Ne pouvant faire reconnaître ses études, la jeune femme apprend le français et fait du bénévolat en comptabilité auprès de son organisme de francisation. Elle y est ensuite embauchée comme commis comptable. Après un bref passage à la BDC, elle découvre le microcrédit et joint, en 2008, les rangs d’ACEM Microcrédit Montréal, dont elle est aujourd’hui, à 47 ans, la directrice générale. Depuis, elle a obtenu une généreuse bourse pour compléter le programme EMBA McGill-HEC Montréal. Elle est aussi titulaire d’un DESS de l’Université Concordia. ACEM Microcrédit Montréal dispose d’un portefeuille avoisinant le million de dollars destiné en partie aux entreprises en démarrage, en agroalimentaire, voire d’économie sociale. Une autre enveloppe d’un million est assignée à la reconnaissance des diplômes des nouveaux arrivants. « Je cherche de plus en plus à faire valoir l’importance de la contribution des immigrants », résume-t-elle, en toute connaissance de cause.

Stephanie LeverdierL’accompagnatrice

Stéphanie Leverdier (B.A.A. 2008) a fait preuve de beaucoup de maturité à la fin de son adolescence. À 18 ans, elle quitte la France, sans famille ni amis, pour entreprendre des études à HEC Montréal. Tout ce que doit traverser et expérimenter un nouvel étudiant – étranger de surcroît –, elle l’a vécu. Aujourd’hui, à 32 ans, elle guide à son tour les nouveaux venus à l’École, où elle est coordonnatrice, secteur Vie étudiante, vie associative et résidence.

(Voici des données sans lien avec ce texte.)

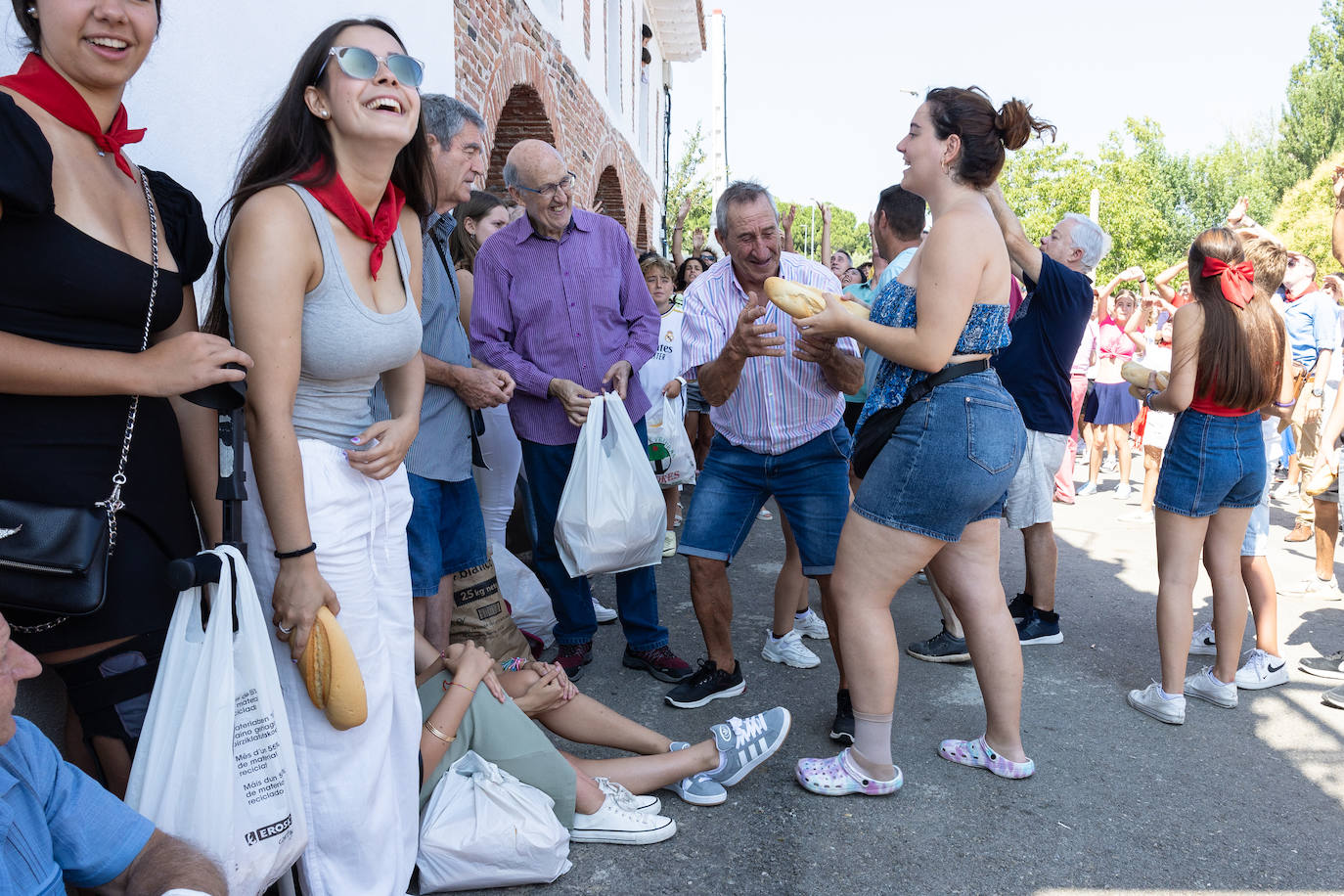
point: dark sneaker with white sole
(841, 729)
(707, 683)
(941, 648)
(1039, 626)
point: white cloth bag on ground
(611, 516)
(669, 449)
(485, 828)
(215, 763)
(528, 602)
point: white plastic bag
(485, 828)
(669, 449)
(528, 602)
(215, 763)
(611, 516)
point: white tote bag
(485, 828)
(669, 449)
(215, 763)
(611, 516)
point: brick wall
(514, 71)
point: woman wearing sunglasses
(78, 256)
(323, 272)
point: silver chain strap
(113, 503)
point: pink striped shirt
(780, 402)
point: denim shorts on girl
(1211, 463)
(949, 463)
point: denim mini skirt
(1211, 463)
(949, 463)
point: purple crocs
(977, 754)
(841, 776)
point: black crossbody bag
(879, 426)
(54, 559)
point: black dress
(61, 285)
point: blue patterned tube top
(985, 332)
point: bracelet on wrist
(291, 555)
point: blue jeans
(811, 484)
(636, 591)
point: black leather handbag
(54, 559)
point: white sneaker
(1202, 643)
(1206, 687)
(811, 625)
(1261, 670)
(1152, 702)
(643, 803)
(614, 825)
(789, 650)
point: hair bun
(1015, 124)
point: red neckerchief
(1311, 288)
(43, 85)
(336, 198)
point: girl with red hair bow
(1230, 366)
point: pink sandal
(841, 776)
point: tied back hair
(291, 139)
(984, 132)
(1240, 349)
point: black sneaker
(708, 683)
(843, 726)
(941, 648)
(1330, 666)
(1019, 606)
(1039, 626)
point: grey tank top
(345, 344)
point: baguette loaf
(800, 299)
(331, 673)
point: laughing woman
(323, 261)
(79, 255)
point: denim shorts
(1211, 463)
(951, 461)
(811, 485)
(446, 532)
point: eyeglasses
(360, 64)
(547, 191)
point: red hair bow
(1236, 281)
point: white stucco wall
(219, 65)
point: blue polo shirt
(57, 823)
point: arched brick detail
(610, 195)
(523, 117)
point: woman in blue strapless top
(934, 493)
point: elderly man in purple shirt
(560, 306)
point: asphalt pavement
(1232, 801)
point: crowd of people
(414, 348)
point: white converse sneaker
(1152, 702)
(1202, 643)
(1206, 687)
(604, 614)
(811, 625)
(789, 650)
(614, 825)
(1261, 670)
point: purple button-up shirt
(570, 309)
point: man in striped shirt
(776, 402)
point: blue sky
(813, 109)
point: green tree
(689, 182)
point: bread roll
(800, 299)
(1138, 375)
(333, 675)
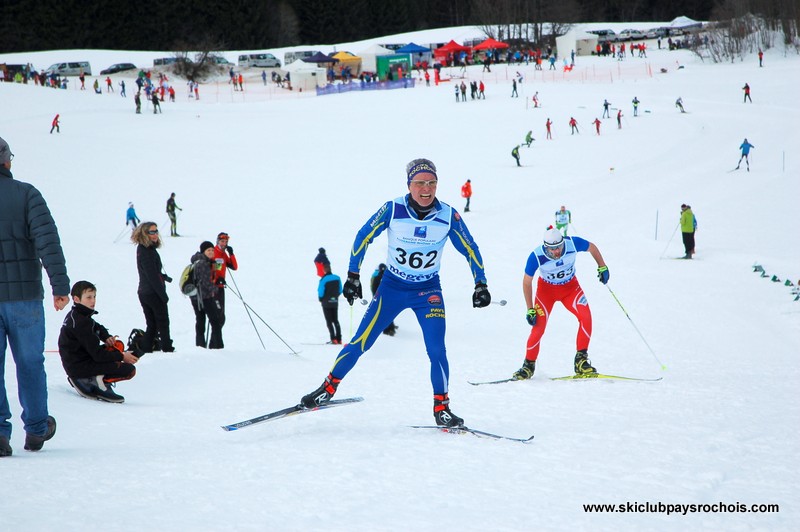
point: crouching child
(92, 358)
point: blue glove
(352, 288)
(481, 297)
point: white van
(70, 69)
(258, 60)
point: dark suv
(118, 67)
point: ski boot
(583, 365)
(441, 412)
(105, 393)
(526, 371)
(321, 395)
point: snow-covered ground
(285, 176)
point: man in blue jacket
(28, 241)
(418, 227)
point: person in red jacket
(466, 192)
(223, 259)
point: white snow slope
(286, 175)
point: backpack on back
(187, 283)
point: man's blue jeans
(22, 329)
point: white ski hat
(553, 238)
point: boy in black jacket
(92, 358)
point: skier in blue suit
(130, 217)
(418, 227)
(745, 147)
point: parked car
(117, 67)
(630, 35)
(70, 69)
(259, 60)
(604, 35)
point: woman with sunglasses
(152, 288)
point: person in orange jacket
(466, 192)
(223, 259)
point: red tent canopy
(489, 44)
(452, 46)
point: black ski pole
(663, 367)
(250, 309)
(236, 292)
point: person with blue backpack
(130, 217)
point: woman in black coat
(152, 288)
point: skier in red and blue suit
(555, 262)
(418, 227)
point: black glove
(481, 297)
(352, 288)
(602, 274)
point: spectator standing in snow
(130, 217)
(529, 138)
(419, 225)
(688, 227)
(224, 259)
(156, 103)
(745, 147)
(173, 216)
(152, 289)
(555, 262)
(205, 301)
(23, 256)
(573, 124)
(320, 261)
(606, 112)
(329, 290)
(466, 192)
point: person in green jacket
(688, 227)
(529, 138)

À la fin de son baccalauréat, Stéphanie Leverdier attire l’attention de la directrice du Service des activités étudiantes internationales et se voit offrir un contrat d’un an pour s’occuper notamment des échanges d’étudiants. Puis, on lui propose un poste permanent. Actuellement, entre autres responsabilités, elle supervise les quelque 800 étudiants qui s’investissent dans les différentes associations et autres activités de l’École. Elle coordonne également les remises de diplômes et est responsable de la résidence pour étudiants internationaux. Enfin, elle est coach de l’équipe de développement durable, qui participe aux compétitions locales et nationales interuniversitaires et autres jeux du commerce. « Rentrer en France avec mon diplôme n’était pas logique. Bâtir ma vie ici allait de soi », explique celle qui est devenue citoyenne canadienne en 2016.